A comer que se acaba el año es la consigna, y nos lanzamos a ella con los amigos del barrio, con los compañeros de oficina e incluso con otras personas a las que frecuentamos poco y olvidamos mucho. El después no se piensa demasiado (alcohol en sangre, olor a fritanga en la ropa, la cuenta, que será más dolorosa que nunca) porque sólo importa lo que ocurre en esa mesa, que se ha conseguido con la previsión de la reserva, con el tedio de la espera o con el guiño del azar.
Ojo, que no hemos descubierto nada. El argelino Jacques Attali, doctor en Ciencias Económicas, escribió el libro “Historias de la Alimentación” (FCE), en el que se pregunta: ¿de qué hablamos cuando hablamos de comer? Es un viaje al pasado que tiene varios hitos clave a orillas del río Nilo. Los egipcios fueron los primeros en cocer alimentos en aceite y en elaborar pan con levadura, invento sensacional que, según Attali, jugó un gran papel en la dominación que este pueblo ejerció sobre otros de la región.
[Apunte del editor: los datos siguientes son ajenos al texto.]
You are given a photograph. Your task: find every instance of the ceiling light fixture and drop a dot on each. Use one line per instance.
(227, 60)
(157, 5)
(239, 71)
El hambre era el gran problema a vencer. Los desarrollos tecnológicos se concentraban en cómo mejorar las cosechas y cómo atemperar los caprichos de la naturaleza. Las ideas políticas apuntaban a qué hacer con los estómagos vacíos. Attali reproduce un consejo del faraón Khety (2160 a. C.) a su hijo Merikara: “Un pobre puede convertirse en un enemigo, un hombre que vive en la necesidad puede llegar a ser un rebelde. A una multitud que se rebela se la calma con comida; cuando la multitud está encolerizada, es preciso encauzarla hacia el granero”.
El tiempo pasaba (miles de años) y la alimentación de los antiguos egipcios (los nobles, obvio) se expandía en productos: consumían vaca, carnero, animales de caza, aves, pescados de río, vino, condimentaban con azafrán. Una mesa abundante, entendían, era el camino hacia la buena salud. Comer adquirió una centralidad notable, al punto que un mismo jeroglífico, que representaba a un hombre sentado y con la mano en la boca, significaba comer, hablar, beber, callar, amar, odiar. El contexto (los símbolos que se agregaban) definía cuál verbo era.
Siglo XXI. Buenos Aires. Llega el fin de año y nos volvemos como el tipito del jeroglífico: hablamos, callamos, amamos, odiamos, bebemos y comemos, todo junto y al mismo tiempo, acaso para celebrar que se cae otra hoja del almanaque y seguimos en pie.